68

Accidentally I managed to copy-paste a paragraph in vim a zillion times. How do I select and then delete the text from my current position to the end of file?

In Windows, this would be Ctrl-Shift-End, followed by Delete.

ripper234
  • 31,763

6 Answers6

90

d is delete and G moves to the end of the file, so dG will delete to the end of the file. It includes the entire current line though; if you're mid-line and want to preserve everything before the current position you need to use Mark's method

Michael Mrozek
  • 93,103
  • 40
  • 240
  • 233
  • +1 The other way to preserve part of current line is D<enter>dG: D to delete to EOL, <enter> to move to next line, dG to delete to EOF. – Jim L. Jul 26 '19 at 19:49
78
VGx

Enter Visual Mode, go to End of File, delete.

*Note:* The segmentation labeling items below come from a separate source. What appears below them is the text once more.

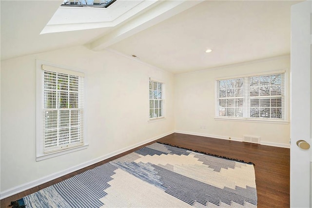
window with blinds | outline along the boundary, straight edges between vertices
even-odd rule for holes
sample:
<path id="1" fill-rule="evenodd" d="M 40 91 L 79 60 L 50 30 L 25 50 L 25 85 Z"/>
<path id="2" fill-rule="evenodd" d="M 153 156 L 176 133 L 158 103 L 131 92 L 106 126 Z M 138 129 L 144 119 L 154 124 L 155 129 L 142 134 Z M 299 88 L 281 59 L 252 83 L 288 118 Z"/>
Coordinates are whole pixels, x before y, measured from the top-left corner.
<path id="1" fill-rule="evenodd" d="M 83 76 L 42 65 L 44 153 L 83 145 Z"/>
<path id="2" fill-rule="evenodd" d="M 163 117 L 163 83 L 150 79 L 149 86 L 150 119 Z"/>
<path id="3" fill-rule="evenodd" d="M 285 119 L 285 73 L 216 80 L 216 116 Z"/>

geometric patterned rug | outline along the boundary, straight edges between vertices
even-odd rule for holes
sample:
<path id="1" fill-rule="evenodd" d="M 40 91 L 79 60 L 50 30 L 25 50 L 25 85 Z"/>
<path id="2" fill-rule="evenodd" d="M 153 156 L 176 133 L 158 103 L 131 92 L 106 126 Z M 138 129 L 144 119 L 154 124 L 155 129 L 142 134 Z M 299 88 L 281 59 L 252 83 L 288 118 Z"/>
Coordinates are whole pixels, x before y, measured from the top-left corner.
<path id="1" fill-rule="evenodd" d="M 252 164 L 155 143 L 12 202 L 19 208 L 256 208 Z"/>

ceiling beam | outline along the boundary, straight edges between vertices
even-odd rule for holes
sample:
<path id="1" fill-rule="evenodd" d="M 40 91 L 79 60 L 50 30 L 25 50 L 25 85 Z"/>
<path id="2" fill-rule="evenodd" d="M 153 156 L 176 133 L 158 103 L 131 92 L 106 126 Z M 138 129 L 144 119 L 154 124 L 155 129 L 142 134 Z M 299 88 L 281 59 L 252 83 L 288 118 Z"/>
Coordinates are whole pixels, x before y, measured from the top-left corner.
<path id="1" fill-rule="evenodd" d="M 203 0 L 161 1 L 159 4 L 142 15 L 91 42 L 89 47 L 94 51 L 103 50 L 114 43 L 194 6 Z"/>

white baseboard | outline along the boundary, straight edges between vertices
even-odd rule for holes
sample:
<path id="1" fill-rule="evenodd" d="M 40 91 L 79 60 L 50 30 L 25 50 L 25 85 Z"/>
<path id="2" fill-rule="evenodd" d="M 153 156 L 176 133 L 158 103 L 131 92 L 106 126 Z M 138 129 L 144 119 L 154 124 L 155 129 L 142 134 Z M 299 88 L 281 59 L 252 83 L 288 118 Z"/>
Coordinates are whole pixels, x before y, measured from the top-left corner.
<path id="1" fill-rule="evenodd" d="M 227 140 L 230 140 L 229 139 L 229 137 L 227 137 L 225 136 L 220 136 L 219 135 L 209 134 L 207 133 L 198 133 L 198 132 L 184 132 L 181 131 L 176 131 L 175 132 L 176 133 L 184 133 L 185 134 L 191 134 L 191 135 L 195 135 L 195 136 L 205 136 L 206 137 L 215 138 L 216 139 L 226 139 Z M 243 138 L 231 137 L 231 140 L 236 141 L 238 142 L 242 142 Z M 260 144 L 261 145 L 271 146 L 276 147 L 282 147 L 284 148 L 290 148 L 290 145 L 287 144 L 277 143 L 275 142 L 266 142 L 266 141 L 261 141 L 260 142 Z"/>
<path id="2" fill-rule="evenodd" d="M 161 137 L 171 134 L 171 133 L 174 133 L 174 132 L 175 132 L 174 131 L 162 134 L 161 135 L 155 136 L 154 137 L 151 138 L 150 139 L 147 139 L 142 142 L 135 144 L 133 145 L 131 145 L 126 148 L 117 150 L 117 151 L 110 153 L 109 154 L 105 154 L 104 155 L 103 155 L 101 157 L 94 159 L 93 160 L 81 163 L 79 165 L 64 170 L 51 174 L 50 175 L 47 175 L 46 176 L 43 177 L 39 179 L 35 180 L 34 181 L 31 181 L 28 183 L 26 183 L 20 185 L 20 186 L 16 186 L 15 187 L 13 187 L 13 188 L 9 189 L 7 190 L 5 190 L 4 191 L 2 191 L 0 193 L 0 199 L 3 199 L 5 198 L 8 197 L 9 196 L 11 196 L 14 194 L 16 194 L 17 193 L 20 193 L 24 190 L 26 190 L 30 189 L 31 189 L 32 188 L 40 185 L 50 181 L 52 180 L 55 179 L 56 178 L 61 177 L 63 175 L 66 175 L 68 173 L 70 173 L 74 171 L 78 170 L 80 170 L 81 169 L 83 169 L 89 166 L 95 164 L 97 163 L 98 163 L 104 160 L 106 160 L 106 159 L 108 159 L 110 157 L 113 157 L 120 153 L 128 151 L 137 148 L 137 147 L 139 147 L 141 145 L 143 145 L 145 144 L 147 144 L 149 142 L 160 139 Z"/>
<path id="3" fill-rule="evenodd" d="M 196 132 L 184 132 L 182 131 L 176 131 L 175 132 L 176 133 L 184 133 L 185 134 L 194 135 L 195 136 L 205 136 L 206 137 L 211 137 L 211 138 L 214 138 L 216 139 L 226 139 L 227 140 L 230 140 L 229 139 L 229 136 L 220 136 L 219 135 L 210 134 L 208 133 L 198 133 Z M 231 140 L 236 141 L 238 142 L 242 142 L 243 139 L 241 138 L 236 138 L 236 137 L 231 137 Z"/>
<path id="4" fill-rule="evenodd" d="M 282 147 L 284 148 L 289 148 L 289 149 L 291 148 L 291 146 L 290 145 L 286 144 L 277 143 L 275 142 L 265 142 L 265 141 L 262 141 L 260 143 L 262 145 L 272 146 L 273 147 Z"/>

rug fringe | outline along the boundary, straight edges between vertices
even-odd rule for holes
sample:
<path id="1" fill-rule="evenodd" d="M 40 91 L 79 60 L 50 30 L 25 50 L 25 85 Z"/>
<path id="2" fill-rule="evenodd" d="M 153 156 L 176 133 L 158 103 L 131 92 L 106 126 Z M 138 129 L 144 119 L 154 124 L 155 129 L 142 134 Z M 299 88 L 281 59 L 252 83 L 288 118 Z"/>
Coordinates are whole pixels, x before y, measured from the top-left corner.
<path id="1" fill-rule="evenodd" d="M 24 204 L 24 200 L 22 199 L 19 199 L 18 201 L 11 202 L 11 204 L 9 207 L 12 207 L 12 208 L 25 208 L 26 206 Z"/>
<path id="2" fill-rule="evenodd" d="M 255 166 L 255 165 L 254 164 L 254 163 L 253 162 L 245 162 L 244 160 L 239 160 L 239 159 L 238 159 L 237 158 L 231 158 L 230 157 L 224 157 L 223 156 L 220 156 L 220 155 L 218 155 L 217 154 L 211 154 L 210 153 L 207 153 L 207 152 L 205 152 L 204 151 L 198 151 L 197 150 L 193 150 L 191 149 L 185 148 L 183 148 L 183 147 L 181 147 L 177 146 L 176 146 L 176 145 L 171 145 L 170 144 L 164 143 L 160 142 L 156 142 L 158 143 L 159 143 L 159 144 L 163 144 L 163 145 L 169 145 L 169 146 L 170 146 L 171 147 L 177 147 L 178 148 L 184 149 L 184 150 L 188 150 L 188 151 L 194 151 L 195 152 L 200 153 L 201 154 L 206 154 L 207 155 L 212 156 L 213 157 L 218 157 L 219 158 L 225 159 L 229 160 L 233 160 L 233 161 L 236 161 L 236 162 L 240 162 L 240 163 L 246 163 L 247 164 L 253 165 L 254 166 Z"/>

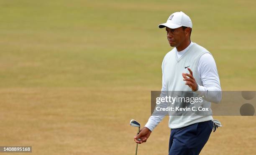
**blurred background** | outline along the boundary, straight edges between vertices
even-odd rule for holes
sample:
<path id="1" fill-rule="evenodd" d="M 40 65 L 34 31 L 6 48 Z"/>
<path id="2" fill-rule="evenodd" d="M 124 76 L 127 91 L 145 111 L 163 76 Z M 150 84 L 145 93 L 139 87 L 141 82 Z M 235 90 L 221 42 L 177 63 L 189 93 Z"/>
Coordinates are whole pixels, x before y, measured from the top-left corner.
<path id="1" fill-rule="evenodd" d="M 158 28 L 182 11 L 223 90 L 255 90 L 254 0 L 0 0 L 0 146 L 34 155 L 132 155 L 172 48 Z M 215 116 L 202 155 L 253 155 L 256 118 Z M 168 153 L 168 118 L 139 155 Z M 8 154 L 8 153 L 6 153 Z M 10 153 L 11 154 L 11 153 Z"/>

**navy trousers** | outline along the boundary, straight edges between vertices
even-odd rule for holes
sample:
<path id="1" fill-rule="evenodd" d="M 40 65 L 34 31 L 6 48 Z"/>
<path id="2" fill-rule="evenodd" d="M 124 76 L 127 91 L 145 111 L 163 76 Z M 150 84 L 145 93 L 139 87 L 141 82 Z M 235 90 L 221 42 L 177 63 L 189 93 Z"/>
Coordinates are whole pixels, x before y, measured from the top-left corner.
<path id="1" fill-rule="evenodd" d="M 211 120 L 171 130 L 169 155 L 199 155 L 212 130 Z"/>

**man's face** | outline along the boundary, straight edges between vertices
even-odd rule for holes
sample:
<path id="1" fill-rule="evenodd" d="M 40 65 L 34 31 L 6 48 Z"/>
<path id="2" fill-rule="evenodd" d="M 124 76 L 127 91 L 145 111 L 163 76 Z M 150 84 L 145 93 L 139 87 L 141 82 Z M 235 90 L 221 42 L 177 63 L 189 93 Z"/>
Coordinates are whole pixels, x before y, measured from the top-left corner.
<path id="1" fill-rule="evenodd" d="M 166 27 L 165 30 L 168 42 L 172 47 L 179 46 L 186 39 L 186 33 L 182 27 L 174 29 Z"/>

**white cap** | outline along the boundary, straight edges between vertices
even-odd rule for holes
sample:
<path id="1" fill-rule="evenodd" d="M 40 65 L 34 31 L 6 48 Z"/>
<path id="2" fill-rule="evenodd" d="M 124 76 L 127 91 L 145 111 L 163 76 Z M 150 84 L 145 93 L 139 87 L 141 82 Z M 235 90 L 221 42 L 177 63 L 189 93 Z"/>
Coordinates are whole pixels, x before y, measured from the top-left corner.
<path id="1" fill-rule="evenodd" d="M 174 29 L 182 26 L 192 28 L 192 21 L 187 15 L 180 11 L 174 12 L 171 15 L 166 22 L 159 25 L 158 27 L 167 27 Z"/>

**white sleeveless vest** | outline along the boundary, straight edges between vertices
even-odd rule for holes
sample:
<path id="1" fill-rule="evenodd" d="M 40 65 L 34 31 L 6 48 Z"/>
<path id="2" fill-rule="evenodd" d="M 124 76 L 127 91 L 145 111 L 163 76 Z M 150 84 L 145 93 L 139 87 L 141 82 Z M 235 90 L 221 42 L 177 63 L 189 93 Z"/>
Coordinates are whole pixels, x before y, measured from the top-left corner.
<path id="1" fill-rule="evenodd" d="M 189 73 L 189 68 L 193 72 L 193 75 L 198 85 L 202 85 L 202 82 L 197 71 L 199 59 L 204 54 L 210 53 L 205 48 L 195 43 L 179 59 L 177 57 L 176 49 L 174 48 L 166 54 L 163 62 L 164 76 L 166 91 L 192 91 L 188 85 L 185 85 L 182 76 L 183 72 Z M 210 107 L 211 103 L 204 101 L 203 105 Z M 209 105 L 210 104 L 210 105 Z M 212 120 L 212 115 L 170 116 L 169 127 L 178 128 L 194 123 Z"/>

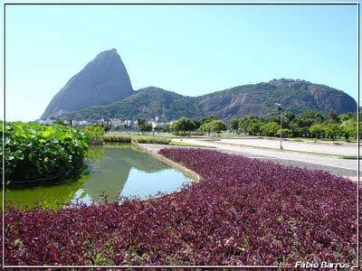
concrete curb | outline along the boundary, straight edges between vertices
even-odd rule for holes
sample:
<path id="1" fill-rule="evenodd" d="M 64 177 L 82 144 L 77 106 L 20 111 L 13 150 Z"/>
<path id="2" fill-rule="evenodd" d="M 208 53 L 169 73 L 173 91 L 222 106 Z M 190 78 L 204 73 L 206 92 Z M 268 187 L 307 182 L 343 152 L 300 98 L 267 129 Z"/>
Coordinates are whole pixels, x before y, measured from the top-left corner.
<path id="1" fill-rule="evenodd" d="M 158 159 L 159 161 L 177 169 L 178 171 L 182 172 L 183 173 L 185 173 L 188 178 L 190 178 L 191 180 L 193 180 L 194 182 L 200 182 L 201 181 L 201 177 L 200 175 L 198 175 L 196 173 L 189 170 L 188 168 L 175 163 L 174 161 L 166 158 L 165 156 L 162 156 L 161 154 L 158 154 L 157 153 L 156 153 L 155 151 L 152 151 L 143 145 L 141 145 L 138 143 L 136 142 L 132 142 L 132 145 L 137 145 L 138 147 L 141 148 L 142 150 L 144 150 L 146 153 L 151 154 L 152 156 L 154 156 L 155 158 Z M 165 147 L 167 147 L 167 145 L 165 145 Z"/>

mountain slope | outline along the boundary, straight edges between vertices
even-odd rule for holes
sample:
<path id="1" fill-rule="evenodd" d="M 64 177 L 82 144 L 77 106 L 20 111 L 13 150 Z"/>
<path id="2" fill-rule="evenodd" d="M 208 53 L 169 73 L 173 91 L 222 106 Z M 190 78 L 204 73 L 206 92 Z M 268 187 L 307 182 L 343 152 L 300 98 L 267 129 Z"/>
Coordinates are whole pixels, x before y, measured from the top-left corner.
<path id="1" fill-rule="evenodd" d="M 294 113 L 316 110 L 338 114 L 357 110 L 357 103 L 341 90 L 305 80 L 274 79 L 244 85 L 199 97 L 198 107 L 207 115 L 229 119 L 235 116 L 277 113 L 275 103 Z"/>
<path id="2" fill-rule="evenodd" d="M 63 117 L 96 120 L 144 117 L 169 121 L 182 117 L 214 115 L 227 120 L 246 115 L 277 114 L 275 103 L 281 103 L 284 110 L 294 113 L 307 109 L 324 114 L 332 109 L 338 114 L 357 110 L 356 101 L 341 90 L 304 80 L 281 79 L 239 86 L 199 97 L 186 97 L 149 87 L 110 105 L 90 107 Z"/>
<path id="3" fill-rule="evenodd" d="M 73 112 L 68 114 L 66 117 L 90 120 L 110 117 L 120 119 L 157 117 L 159 121 L 176 119 L 180 116 L 198 117 L 203 112 L 196 107 L 195 101 L 196 98 L 148 87 L 110 105 Z"/>
<path id="4" fill-rule="evenodd" d="M 107 105 L 133 92 L 129 74 L 116 49 L 105 51 L 67 82 L 53 97 L 41 118 Z"/>

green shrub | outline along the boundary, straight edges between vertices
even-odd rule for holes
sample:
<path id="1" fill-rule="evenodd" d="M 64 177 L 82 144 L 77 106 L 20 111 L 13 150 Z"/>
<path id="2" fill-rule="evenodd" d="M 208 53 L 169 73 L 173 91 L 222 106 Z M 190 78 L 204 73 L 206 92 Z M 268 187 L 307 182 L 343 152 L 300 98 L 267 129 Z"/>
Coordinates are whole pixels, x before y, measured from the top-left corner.
<path id="1" fill-rule="evenodd" d="M 5 134 L 7 182 L 71 178 L 84 169 L 89 138 L 81 131 L 62 125 L 16 122 L 6 123 Z M 2 138 L 0 145 L 3 155 Z"/>
<path id="2" fill-rule="evenodd" d="M 109 133 L 103 136 L 105 142 L 131 143 L 132 136 L 121 133 Z"/>

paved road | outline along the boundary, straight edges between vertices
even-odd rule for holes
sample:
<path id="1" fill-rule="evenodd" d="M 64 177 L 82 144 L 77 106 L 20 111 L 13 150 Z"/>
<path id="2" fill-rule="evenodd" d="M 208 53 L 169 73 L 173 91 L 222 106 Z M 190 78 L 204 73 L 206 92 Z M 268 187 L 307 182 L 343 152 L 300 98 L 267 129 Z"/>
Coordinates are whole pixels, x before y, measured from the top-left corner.
<path id="1" fill-rule="evenodd" d="M 181 141 L 181 139 L 178 138 L 173 140 Z M 226 140 L 231 140 L 231 139 L 226 139 Z M 221 145 L 217 143 L 205 142 L 202 141 L 201 139 L 195 139 L 195 138 L 183 138 L 182 141 L 189 144 L 213 146 L 215 147 L 217 150 L 224 153 L 243 154 L 244 156 L 251 158 L 271 160 L 287 165 L 295 165 L 295 166 L 307 167 L 310 169 L 324 170 L 330 172 L 336 175 L 346 176 L 352 180 L 357 179 L 357 160 L 326 157 L 326 156 L 300 154 L 300 153 L 281 152 L 279 150 L 274 151 L 274 150 L 256 149 L 247 146 Z M 306 145 L 308 145 L 309 144 Z M 311 144 L 311 145 L 313 145 Z M 313 152 L 313 150 L 310 148 L 307 150 L 307 146 L 305 148 L 305 151 Z"/>
<path id="2" fill-rule="evenodd" d="M 237 144 L 244 145 L 257 145 L 268 148 L 280 148 L 280 141 L 275 139 L 261 139 L 261 138 L 240 138 L 240 139 L 221 139 L 220 142 Z M 292 142 L 283 141 L 282 146 L 284 150 L 293 150 L 301 152 L 313 152 L 326 154 L 339 154 L 339 155 L 357 155 L 357 147 L 356 145 L 333 145 L 333 144 L 319 144 L 311 142 Z"/>

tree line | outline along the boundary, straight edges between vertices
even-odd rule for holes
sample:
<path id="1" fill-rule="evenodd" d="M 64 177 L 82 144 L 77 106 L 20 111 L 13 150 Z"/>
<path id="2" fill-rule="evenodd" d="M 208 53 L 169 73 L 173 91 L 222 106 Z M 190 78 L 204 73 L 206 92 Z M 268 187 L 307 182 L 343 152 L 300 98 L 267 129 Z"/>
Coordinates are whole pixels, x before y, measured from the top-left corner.
<path id="1" fill-rule="evenodd" d="M 285 111 L 280 116 L 266 117 L 245 116 L 233 118 L 230 127 L 237 134 L 243 132 L 259 136 L 280 136 L 281 131 L 283 137 L 314 137 L 316 140 L 344 137 L 348 141 L 357 136 L 357 113 L 337 115 L 335 110 L 328 115 L 307 110 L 298 115 Z M 361 133 L 358 136 L 361 137 Z"/>

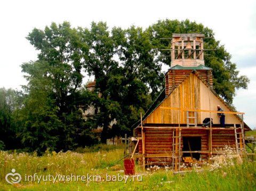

Alternatively, you can do:

Vggx

To delete from the current position to the beginning of the file.

  • 3
    Ugh, I'll never remember all these vim shortcuts. The Windows shortcuts are just so much more intuitive. – ripper234 May 27 '11 at 14:45
  • 2
    Personally, I find vim's to be more intuitive. V, enter visual mode G, almost like "go", to the end of the file. And x, remove. – Mark Szymanski May 27 '11 at 14:46
  • 13
    @ripper234: don't try to remember "snippets" to do specific tasks, focus on the subcommands. That's part of the magic of vim: using these smaller commands to build up larger, more complex things. It's almost infinitely flexible. – Reid May 28 '11 at 16:38
  • And it really helps a lot to take the time and read through the related vim-help-sections with :h command-you-need-help-for – Gjallar Jan 26 '12 at 08:09
  • To add to @Reid's comment, when thinking about sub commands, think about motions and actions. There are (pretty intuitive if you ask me) shortcuts for each, and they can be combined in many intuitive ways. select a sentence, delete a line, yank to the end of the line change the text within the closest quotes, increment the first number on this line, etc. This is immensely powerful, you can't compare windows shortcuts with this. – Edd Steel Jan 26 '12 at 19:52
  • 2
    To add to this: run vimtutor from the commandline to get familiar with them @ripper234 – Bernhard Jun 13 '12 at 22:32
  • Isn't it just two characters? -> dG – zumalifeguard Mar 07 '15 at 06:24
  • v doesn't go to te end of file, but until the end of the last line, capital V does. –  Oct 19 '16 at 20:05
20

Yet another method: :.,$d

That means in ex mode, address current line to end, and delete.

Keith
  • 7,914
  • 1
  • 28
  • 29
8

You could also just type u to undo the changes that resulted in the errant copy-paste.

Kevin
  • 40,767
vimmar
  • 186
  • not always possible, see the "select". Imagine you have written some code at the end of the file (and want it somewhere else), dG allows you insertion with p|P – relascope Dec 30 '15 at 18:49
3
vGx

works fine for multi line selection(in this case paragraph), but if you want to select within one single line it acts mysteriously(selects from cursor till beginning of the line).

In case of selection within Single line you have to use:

v$x

Which enters to Visual mode("v") and goes to end of line("$") and deletes("x") from current position until end of line.

0

Vggx didn't work for me, but vG$d did. vG$ selects to EOF (last character of last line), then whatever command you want to executed.

=This approach (command after selection) seems to work better. Of course, I'm using Vim 8.1 on Windows 10, and a few years later.